El mensaje de Lugar es suficientemente claro: en una época de crisis como esta la Casa Blanca no puede darse el lujo de seguir siendo vista con enorme recelo por pueblos y gobiernos de la región. Su credibilidad internacional como una potencia que se ha arrogado la misión de promover la paz, la libertad y la democracia se desvanece irreparablemente por su política anti-cubana, aparte de tantas otras. La intención de Obama de ser visto como una radical renovación de la política norteamericana quedaría como una palabrería vacía de todo contenido si su gobierno no produjese, ya mismo, una radical rectificación de su política hacia Cuba cuyo primer paso es el inmediato levantamiento del bloqueo (que en Estados Unidos prefieren denominarlo mañosamente como “embargo”, concientes del repudio universal que concita esta política).

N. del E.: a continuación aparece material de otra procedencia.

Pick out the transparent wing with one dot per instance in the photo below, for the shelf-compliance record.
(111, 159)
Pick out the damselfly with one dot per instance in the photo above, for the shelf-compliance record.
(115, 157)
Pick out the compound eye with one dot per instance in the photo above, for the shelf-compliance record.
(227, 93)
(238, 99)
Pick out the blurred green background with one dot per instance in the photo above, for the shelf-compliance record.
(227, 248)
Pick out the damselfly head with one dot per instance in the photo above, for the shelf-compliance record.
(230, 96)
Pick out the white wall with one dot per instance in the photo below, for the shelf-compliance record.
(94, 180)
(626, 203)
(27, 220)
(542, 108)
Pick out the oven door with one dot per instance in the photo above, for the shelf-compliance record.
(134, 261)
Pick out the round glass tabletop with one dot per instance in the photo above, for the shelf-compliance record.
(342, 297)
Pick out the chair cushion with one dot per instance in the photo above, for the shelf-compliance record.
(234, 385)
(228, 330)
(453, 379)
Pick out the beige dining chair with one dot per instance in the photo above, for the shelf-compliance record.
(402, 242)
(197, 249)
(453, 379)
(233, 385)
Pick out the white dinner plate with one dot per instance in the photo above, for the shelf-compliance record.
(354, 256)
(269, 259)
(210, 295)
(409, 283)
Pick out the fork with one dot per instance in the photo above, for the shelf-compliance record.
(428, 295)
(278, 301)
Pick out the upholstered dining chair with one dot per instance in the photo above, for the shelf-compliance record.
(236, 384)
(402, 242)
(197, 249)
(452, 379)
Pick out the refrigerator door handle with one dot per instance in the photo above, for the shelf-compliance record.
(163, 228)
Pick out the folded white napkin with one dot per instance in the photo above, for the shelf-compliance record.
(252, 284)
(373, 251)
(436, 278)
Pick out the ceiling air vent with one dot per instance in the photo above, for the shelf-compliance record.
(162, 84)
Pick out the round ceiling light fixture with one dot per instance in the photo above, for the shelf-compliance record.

Por otra parte, no debería escapar a la atención de los estrategos norteamericanos que el imprescindible mejoramiento de las relaciones entre Estados Unidos y los países de América Latina –imprescindible, decimos, dada la inédita debilidad de la superpotencia estancada en aventuras militares sin destino en Irak y Afganistán y brutalmente golpeada por la crisis económica- se vería negativamente influenciado por el mantenimiento del bloqueo. Todos los países de la región, aún aquellos gobernados por partidos o coaliciones de derecha, se han manifestado en contra del bloqueo, y para Washington sería imposible conferirle credibilidad a su promesa de fundar un nuevo patrón de relaciones inter-americanas si al mismo tiempo se preserva una retórica y una política inspiradas en el apogeo de la Guerra Fría. No sólo se perjudican los intereses económicos estadounidenses sino también se atenta contra la credibilidad global de la política exterior norteamericana.

En otras palabras, las buenas relaciones en el ámbito interamericano deberán construirse sobre la base de gestos e iniciativas concretas que demuestren la seriedad de las intenciones de la Casa Blanca, su capacidad real para producir políticas innovadoras y los alcances de su pregonado compromiso con un orden hemisférico basado en el diálogo y el respeto mutuo. Los gobiernos de América Latina y el Caribe que asistirán a la Cumbre de Trinidad-Tobago saben que sin acabar con el bloqueo el nuevo orden que Washington pretende construir será inviable, estará muerto antes de nacer. Pese a su ausencia Cuba tendrá un papel estelar en esa reunión y nuestros gobiernos deberán actuar con gran firmeza y coordinadamente para exigir el levantamiento del bloqueo; de lo contrario serán copartícipes del fracaso, pagando un alto costo en sus respectivos países. En Puerto España Obama se enfrentará a la hora de la verdad. Su conducta en ese cónclave será el test ácido que pondrá de manifiesto si está o no a la altura de los desafíos que le impone la historia. Y esto no sólo en relación a la cuestión cubana sino también ante los gravísimos retos que brotan de la crisis general del capitalismo.